GLI ERRORI SULLE CONFESSIONI DI OLINDO ROMANO E ROSA BAZZI
Antonino Monteleone si sofferma anche su cosa hanno scritto i giornali in merito alla confessione di Olindo Romano e Rosa Bazzi sulla strage di Erba. Dal Corriere della Sera al Messaggero, passando per il Fatto Quotidiano, è stato riportato che i dettagli potevano essere conosciuti solo dagli assassini. “Quei dettagli erano noti a tutti da tempo, in gran parte erano stati già svelati da giornali e tv. Ai coniugi vennero mostrate le foto della scena del crimine”, spiega l’inviato de Le Iene. Tra i particolari citati quello della luce staccata, su cui i coniugi hanno fornito versioni contrastanti tra loro e con la ricostruzione, e della pila di libri bruciati, che compaiono in una delle foto mostrate a Rosa e Olindo. Peraltro, quest’ultimo dichiarò di aver dato fuoco alla casa con un accendino, senza usare liquido infiammabile, mentre in realtà le analisi del Ris rivelarono che il fuoco era stato appiccato con alcol etilico, eppure il Corriere il 13 gennaio scorso ha scritto che nelle confessioni i due “hanno riferito (senza sapere l’uno cosa avesse detto l’altra) particolari che coincidevano perfettamente sul dopo-strage”.
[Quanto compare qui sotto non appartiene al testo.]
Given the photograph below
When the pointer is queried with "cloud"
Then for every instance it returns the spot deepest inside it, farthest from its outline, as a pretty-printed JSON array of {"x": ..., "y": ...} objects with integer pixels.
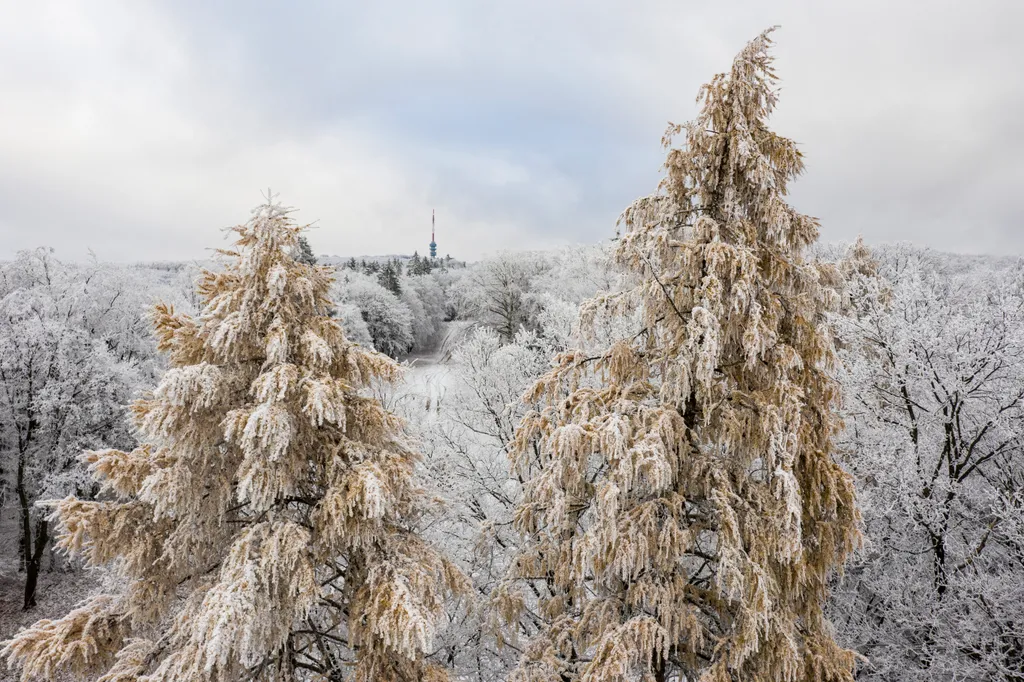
[{"x": 137, "y": 130}]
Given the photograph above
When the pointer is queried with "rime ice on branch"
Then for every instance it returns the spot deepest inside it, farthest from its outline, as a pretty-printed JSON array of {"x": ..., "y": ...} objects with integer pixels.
[
  {"x": 263, "y": 528},
  {"x": 682, "y": 508}
]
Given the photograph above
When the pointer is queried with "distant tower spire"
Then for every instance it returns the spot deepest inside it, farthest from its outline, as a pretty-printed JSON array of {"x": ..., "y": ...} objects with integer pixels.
[{"x": 433, "y": 244}]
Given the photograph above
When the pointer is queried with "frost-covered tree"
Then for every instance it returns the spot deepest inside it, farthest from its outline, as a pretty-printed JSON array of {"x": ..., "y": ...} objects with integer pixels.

Ma nel verbale dell’interrogatorio del 2007 si legge che a Rosa Bazzi venne data lettura delle dichiarazioni del marito in merito ai fatti. “Questi sono solo alcuni tra i tantissimi errori che abbiamo scovato e che smentiremo uno ad uno sui nostri canali social, perché pensiamo che sia inaccettabile che dopo 17 anni dalla strage si continuino a riportare cose non vere e che potrebbero portare le persone a pensare che devono essere per forza colpevoli, proprio oggi che per la prima volta potranno essere vicini ad un’altra verità. E alla verità si arriva solo dicendo la verità”, conclude Monteleone.